Former Sinopec Chairman Says Chinese Executives Think Climate Change Can Wait
Perhaps an ex-Big Oil executive is an unlikely candidate to open a forum on sustainability. Yet on Wednesday at the inaugural Fortune Global Sustainability Forum in Yunnan, China, the former chairman of CNOOC and Sinopec, Fu Chengyu, was first to take the stage—and delivered a pressing, if unexpected, message.
“Urgency is really the problem that business leaders need to focus on, because a lot of things are happening very quickly,” Fu told the audience.
Last year, climate scientists warned the world had 12 years to tackle climate change. This year, some climate watchers shortened the deadline by 18 months. Now, just last month, McKinsey & Company released a report that declared the world has already reached a tipping point on sustainable issues: with climate impacts already locked in for the next decade, change needs to happen now.
Fu’s comment was really directed at industry leaders in China, whom he thinks have grasped the importance of sustainability but have failed to prioritize it. Fu said that some corporations are reluctant to embrace sustainable initiatives because of the costs of making equipment or procedures more green. That objection is not unique to Chinese business; nevertheless, Fu dismissed it as a fallacy.

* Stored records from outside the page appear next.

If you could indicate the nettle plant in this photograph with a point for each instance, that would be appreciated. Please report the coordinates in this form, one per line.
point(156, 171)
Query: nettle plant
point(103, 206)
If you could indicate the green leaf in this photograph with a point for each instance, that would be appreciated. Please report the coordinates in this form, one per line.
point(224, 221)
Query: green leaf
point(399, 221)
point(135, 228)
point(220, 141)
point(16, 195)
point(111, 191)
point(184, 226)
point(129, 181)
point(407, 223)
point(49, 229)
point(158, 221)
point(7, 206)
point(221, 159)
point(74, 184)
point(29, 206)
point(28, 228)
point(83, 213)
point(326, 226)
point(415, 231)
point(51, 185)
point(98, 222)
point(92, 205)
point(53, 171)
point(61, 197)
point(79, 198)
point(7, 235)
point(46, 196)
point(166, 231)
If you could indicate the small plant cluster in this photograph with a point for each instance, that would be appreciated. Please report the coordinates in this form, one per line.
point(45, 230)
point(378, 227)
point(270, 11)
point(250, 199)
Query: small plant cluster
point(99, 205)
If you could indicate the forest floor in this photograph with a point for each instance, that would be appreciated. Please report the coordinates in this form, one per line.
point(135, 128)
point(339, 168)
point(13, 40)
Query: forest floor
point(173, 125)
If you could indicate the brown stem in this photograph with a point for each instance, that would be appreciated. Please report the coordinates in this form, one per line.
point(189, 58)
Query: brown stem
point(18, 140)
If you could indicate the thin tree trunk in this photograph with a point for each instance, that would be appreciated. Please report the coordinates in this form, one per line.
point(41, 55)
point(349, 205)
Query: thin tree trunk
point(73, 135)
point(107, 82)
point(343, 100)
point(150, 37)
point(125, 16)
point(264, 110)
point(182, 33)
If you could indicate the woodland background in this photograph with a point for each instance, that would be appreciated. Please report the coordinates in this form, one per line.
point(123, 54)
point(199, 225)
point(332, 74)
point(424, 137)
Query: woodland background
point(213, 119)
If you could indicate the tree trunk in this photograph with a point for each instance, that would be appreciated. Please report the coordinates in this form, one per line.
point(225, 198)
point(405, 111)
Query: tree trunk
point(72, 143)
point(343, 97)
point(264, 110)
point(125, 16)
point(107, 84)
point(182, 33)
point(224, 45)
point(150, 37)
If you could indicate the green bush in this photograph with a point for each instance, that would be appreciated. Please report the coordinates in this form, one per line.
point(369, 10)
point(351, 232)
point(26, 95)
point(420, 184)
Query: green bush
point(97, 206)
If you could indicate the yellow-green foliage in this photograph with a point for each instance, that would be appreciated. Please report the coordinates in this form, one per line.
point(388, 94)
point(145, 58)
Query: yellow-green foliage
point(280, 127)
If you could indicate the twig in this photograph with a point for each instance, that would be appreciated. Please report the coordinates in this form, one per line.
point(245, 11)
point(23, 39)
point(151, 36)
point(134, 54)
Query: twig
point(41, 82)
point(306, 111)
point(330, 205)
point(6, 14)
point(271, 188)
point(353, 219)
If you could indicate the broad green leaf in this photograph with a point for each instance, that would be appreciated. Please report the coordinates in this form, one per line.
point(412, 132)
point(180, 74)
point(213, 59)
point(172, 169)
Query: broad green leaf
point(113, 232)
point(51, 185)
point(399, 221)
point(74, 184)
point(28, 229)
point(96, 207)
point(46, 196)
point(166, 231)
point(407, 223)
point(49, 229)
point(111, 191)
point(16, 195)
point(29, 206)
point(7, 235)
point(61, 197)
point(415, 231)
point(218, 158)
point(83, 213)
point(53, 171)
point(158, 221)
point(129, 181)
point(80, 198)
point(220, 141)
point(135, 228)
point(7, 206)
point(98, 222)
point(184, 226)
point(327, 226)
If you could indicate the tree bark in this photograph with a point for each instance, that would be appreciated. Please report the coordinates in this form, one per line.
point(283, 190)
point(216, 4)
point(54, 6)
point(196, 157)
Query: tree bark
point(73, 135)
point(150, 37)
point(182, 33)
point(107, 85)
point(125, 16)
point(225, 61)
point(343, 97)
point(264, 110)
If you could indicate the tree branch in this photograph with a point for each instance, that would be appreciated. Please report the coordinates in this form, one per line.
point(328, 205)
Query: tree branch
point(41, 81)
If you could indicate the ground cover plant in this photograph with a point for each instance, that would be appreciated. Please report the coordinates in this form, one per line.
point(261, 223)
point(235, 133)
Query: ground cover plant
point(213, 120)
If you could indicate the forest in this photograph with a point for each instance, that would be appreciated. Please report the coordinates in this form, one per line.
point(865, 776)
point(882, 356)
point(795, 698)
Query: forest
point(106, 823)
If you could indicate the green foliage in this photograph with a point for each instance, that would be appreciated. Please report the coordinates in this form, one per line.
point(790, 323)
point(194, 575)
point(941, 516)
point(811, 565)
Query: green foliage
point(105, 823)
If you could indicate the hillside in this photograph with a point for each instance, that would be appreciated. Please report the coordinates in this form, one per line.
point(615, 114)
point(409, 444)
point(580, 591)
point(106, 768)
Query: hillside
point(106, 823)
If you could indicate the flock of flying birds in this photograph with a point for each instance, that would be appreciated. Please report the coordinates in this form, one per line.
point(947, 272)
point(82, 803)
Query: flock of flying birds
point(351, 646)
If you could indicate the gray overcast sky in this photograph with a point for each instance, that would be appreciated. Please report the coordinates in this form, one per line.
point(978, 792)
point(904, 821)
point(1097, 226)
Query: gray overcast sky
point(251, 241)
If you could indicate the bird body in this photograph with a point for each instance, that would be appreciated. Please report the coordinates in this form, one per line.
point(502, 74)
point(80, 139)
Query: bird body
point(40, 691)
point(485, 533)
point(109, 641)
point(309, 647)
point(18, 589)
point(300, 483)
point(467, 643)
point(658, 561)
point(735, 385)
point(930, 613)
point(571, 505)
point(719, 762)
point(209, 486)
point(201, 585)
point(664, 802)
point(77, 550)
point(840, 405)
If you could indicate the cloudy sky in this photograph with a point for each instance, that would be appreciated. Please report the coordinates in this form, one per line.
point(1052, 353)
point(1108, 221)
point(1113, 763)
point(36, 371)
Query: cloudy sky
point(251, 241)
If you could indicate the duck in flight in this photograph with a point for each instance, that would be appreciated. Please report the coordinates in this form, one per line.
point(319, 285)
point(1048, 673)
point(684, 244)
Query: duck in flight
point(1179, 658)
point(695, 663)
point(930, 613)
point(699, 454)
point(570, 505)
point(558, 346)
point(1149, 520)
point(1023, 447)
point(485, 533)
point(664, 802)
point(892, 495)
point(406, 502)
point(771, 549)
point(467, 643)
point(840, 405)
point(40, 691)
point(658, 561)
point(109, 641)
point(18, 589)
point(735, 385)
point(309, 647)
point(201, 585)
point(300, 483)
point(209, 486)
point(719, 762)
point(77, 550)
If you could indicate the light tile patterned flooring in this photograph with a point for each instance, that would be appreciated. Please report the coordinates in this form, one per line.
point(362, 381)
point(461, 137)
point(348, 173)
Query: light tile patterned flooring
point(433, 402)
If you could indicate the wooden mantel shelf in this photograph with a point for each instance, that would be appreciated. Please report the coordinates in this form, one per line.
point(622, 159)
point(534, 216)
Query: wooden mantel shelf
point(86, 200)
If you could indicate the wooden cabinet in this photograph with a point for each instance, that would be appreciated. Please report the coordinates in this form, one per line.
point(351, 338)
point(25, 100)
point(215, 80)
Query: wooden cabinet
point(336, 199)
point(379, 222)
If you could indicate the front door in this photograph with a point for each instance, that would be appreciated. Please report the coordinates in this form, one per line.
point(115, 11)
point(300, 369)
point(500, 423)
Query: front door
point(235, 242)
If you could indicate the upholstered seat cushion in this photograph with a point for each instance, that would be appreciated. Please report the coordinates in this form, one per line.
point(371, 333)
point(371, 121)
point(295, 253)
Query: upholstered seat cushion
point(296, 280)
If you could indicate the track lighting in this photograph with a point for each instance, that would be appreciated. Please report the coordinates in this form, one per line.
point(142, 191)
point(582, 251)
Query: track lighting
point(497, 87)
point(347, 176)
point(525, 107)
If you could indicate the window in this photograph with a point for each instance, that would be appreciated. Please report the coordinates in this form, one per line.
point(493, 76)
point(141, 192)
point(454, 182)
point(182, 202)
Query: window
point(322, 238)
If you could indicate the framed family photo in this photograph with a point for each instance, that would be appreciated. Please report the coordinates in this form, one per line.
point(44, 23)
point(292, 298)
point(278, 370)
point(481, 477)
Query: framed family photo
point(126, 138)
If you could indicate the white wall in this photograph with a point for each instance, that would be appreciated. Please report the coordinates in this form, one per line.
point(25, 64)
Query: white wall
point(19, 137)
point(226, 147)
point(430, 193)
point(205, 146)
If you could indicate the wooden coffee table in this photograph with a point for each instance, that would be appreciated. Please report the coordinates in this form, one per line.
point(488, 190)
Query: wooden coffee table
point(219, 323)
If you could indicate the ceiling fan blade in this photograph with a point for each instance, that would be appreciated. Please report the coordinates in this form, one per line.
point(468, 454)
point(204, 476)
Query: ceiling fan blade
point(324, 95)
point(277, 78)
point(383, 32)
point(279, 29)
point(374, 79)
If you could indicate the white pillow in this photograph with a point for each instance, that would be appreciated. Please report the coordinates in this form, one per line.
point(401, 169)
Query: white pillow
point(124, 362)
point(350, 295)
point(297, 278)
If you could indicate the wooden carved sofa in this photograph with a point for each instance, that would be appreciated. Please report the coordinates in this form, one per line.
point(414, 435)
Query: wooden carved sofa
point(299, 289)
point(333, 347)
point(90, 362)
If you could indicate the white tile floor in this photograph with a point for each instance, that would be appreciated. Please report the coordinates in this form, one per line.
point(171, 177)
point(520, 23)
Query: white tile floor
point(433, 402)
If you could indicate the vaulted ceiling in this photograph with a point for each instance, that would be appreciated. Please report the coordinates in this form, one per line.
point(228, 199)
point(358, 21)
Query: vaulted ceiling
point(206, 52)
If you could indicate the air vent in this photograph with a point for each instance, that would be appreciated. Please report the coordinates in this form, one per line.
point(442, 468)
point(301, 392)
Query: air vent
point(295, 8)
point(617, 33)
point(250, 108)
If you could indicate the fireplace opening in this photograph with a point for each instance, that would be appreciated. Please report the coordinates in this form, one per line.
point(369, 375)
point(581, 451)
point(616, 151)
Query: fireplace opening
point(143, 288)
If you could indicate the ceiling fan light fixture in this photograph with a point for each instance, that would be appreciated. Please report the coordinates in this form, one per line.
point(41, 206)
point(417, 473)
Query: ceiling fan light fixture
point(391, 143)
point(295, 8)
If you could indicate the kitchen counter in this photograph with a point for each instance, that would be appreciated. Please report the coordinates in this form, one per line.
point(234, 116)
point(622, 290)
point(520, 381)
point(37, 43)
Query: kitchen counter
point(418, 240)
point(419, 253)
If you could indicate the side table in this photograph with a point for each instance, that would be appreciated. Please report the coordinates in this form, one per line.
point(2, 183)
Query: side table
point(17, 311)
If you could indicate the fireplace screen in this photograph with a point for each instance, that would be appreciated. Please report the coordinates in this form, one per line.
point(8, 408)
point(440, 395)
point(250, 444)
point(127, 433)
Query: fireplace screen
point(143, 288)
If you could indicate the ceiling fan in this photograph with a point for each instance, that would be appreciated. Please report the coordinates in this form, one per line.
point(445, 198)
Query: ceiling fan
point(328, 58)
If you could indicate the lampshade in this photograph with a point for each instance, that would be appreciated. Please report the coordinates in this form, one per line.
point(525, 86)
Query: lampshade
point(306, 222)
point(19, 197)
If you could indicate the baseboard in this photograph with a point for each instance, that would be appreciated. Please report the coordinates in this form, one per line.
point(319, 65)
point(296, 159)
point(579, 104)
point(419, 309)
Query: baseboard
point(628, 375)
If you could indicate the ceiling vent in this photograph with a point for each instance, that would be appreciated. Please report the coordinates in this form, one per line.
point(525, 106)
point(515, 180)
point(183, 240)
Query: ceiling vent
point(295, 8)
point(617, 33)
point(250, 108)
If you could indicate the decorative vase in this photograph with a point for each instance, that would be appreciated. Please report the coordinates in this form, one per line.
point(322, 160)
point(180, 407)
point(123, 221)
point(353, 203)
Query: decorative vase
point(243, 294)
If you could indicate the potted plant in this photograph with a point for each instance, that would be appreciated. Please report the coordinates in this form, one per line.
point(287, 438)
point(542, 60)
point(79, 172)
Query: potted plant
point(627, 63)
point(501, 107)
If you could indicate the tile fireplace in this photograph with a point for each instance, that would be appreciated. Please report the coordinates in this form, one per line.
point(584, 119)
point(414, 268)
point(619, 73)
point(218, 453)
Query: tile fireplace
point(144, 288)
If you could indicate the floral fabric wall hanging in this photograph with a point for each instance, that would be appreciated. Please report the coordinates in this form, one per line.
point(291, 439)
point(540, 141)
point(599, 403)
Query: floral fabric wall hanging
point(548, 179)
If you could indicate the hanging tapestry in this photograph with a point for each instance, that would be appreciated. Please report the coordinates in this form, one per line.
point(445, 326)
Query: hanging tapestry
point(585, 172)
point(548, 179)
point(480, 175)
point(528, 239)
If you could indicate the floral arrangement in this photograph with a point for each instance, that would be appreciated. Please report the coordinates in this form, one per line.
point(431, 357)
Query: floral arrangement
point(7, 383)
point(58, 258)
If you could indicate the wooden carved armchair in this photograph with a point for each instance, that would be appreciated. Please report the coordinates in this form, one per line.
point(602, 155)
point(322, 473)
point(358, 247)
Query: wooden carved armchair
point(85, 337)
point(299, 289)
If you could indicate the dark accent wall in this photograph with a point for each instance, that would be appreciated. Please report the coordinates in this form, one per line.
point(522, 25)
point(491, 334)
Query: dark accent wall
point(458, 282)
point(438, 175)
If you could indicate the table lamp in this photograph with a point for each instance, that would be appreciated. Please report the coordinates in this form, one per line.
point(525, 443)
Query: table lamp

“You need to spend money to upgrade our facilities, but that’s a one-time payment and over the next ten, 20 years you’ll continue to make profit,” Fu said adding that, in fact, “greening” facilities can ultimately save money by lowering energy costs.
However, as businesses in China continue to drag their feet on implementing environmental protections, Fu believes the government needs to do more to encourage them. For example, China currently operates a national “cap and trade” market for carbon emissions. The scheme was inspired by a similar policy in the EU and so far runs across seven pilot zones in China.
Under the initiative, each zone has a cap on total carbon emissions. Companies can then bid and trade for greater allowances. But Fu says placing a cap at a provincial, or “zone” level isn’t good enough: “They need to give a cap to every company.”
That sort of heavy-handed governance certainly wouldn’t sit well in the U.S. but in China, where some of the largest polluters are also state-owned, it could easily happen. If only they had a sense of urgency.